The Good, The Bad and The Ugly - Rule Engine Benchmarks

Goodbaduglydvd

Last night I watched “Unforgiven” so I thought I’d continue the spaghetti Western theme today; looking at the challenge of developing, running and interpreting benchmarks for Business Rule Management Systems. I recently read the excellent article “Behind the benchmarks: SPEC, GFLOPS, MIPS et al” by Jon “Hannibal” Stokes. Although Jon discusses CPU benchmarking many of his points are relevant to rule engine benchmarking as well. For example, here is how he describes the various techniques used to to measure CPU performance:

  • Real-world Applications: one of the most popular, and best, ways to benchmark a system is by running a real program on it and see how long it takes the program to complete a task.
  • Kernels: a small, CPU-intensive portion of a real program that’s intended to be run on its own or as part of a benchmarking suite.
  • Toy Applications: small programs like Quicksort or the Sieve of Eratosthenes that people cook up to compile and run on any computer.
  • Synthetic Benchmarks: try to determine the average instruction mix of a typical program so that it can replicate that mix and run those types of instructions on the CPU.

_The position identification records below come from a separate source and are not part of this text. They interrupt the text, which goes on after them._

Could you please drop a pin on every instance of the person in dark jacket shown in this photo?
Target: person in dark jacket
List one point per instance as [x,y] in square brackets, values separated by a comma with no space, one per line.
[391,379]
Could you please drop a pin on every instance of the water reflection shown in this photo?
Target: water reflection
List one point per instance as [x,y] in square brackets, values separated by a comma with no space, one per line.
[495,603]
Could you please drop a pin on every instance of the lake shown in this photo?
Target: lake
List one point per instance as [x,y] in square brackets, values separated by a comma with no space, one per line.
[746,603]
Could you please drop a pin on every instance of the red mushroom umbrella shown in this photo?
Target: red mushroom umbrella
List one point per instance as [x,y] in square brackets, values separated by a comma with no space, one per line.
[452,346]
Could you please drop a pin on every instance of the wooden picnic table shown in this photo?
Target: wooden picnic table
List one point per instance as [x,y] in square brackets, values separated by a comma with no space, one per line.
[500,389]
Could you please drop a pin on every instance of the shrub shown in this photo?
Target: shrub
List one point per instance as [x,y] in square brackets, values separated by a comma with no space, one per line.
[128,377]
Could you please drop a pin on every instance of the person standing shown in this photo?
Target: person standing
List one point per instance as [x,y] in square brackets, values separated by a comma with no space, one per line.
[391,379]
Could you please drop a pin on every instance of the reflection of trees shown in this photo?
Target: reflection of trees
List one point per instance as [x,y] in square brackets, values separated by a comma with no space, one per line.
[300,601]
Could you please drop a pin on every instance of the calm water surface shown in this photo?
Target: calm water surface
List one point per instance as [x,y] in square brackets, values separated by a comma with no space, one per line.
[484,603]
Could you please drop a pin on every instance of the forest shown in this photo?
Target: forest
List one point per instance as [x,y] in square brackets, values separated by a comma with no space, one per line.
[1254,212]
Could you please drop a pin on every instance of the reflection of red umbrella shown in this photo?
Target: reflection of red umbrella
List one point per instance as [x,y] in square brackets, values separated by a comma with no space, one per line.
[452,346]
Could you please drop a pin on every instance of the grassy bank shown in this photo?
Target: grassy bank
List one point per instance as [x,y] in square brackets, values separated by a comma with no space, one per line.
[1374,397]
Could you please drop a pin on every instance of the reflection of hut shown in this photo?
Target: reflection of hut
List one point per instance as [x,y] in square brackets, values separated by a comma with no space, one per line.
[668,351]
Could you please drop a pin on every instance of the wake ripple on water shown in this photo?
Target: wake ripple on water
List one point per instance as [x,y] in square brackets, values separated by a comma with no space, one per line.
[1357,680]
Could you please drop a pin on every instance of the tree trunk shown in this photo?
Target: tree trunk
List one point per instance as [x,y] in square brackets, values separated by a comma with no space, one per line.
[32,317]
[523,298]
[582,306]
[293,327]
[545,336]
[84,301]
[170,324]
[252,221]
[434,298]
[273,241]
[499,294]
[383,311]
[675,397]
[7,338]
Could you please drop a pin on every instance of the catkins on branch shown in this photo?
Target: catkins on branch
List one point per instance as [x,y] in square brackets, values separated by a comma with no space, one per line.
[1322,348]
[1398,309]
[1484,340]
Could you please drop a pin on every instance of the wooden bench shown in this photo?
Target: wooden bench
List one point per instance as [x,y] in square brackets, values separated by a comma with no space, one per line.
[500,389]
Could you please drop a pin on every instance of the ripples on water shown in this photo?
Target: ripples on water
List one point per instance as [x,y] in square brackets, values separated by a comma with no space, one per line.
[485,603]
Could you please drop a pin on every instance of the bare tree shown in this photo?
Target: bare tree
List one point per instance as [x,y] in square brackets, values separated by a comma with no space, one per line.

The current “Academic Benchmarks” for BRMS fall somewhere within the definition of a “Kernel” or a “Toy Application”, probably closer to the latter. Although they can be useful for implementors of rule engines, I’d argue they are of no use to evaluators of rule engine technology and may be a significant distraction. ILOG has been guilty of publishing academic benchmark numbers in the past of course, so I am not putting us on a pedestal!

Academic Benchmarks

The issues with the academic benchmarks for BRMS are fairly well documented, and there seems to be a general consensus that they should not be used for reliable product performance comparison, however they keep cropping up! Even in Ruby!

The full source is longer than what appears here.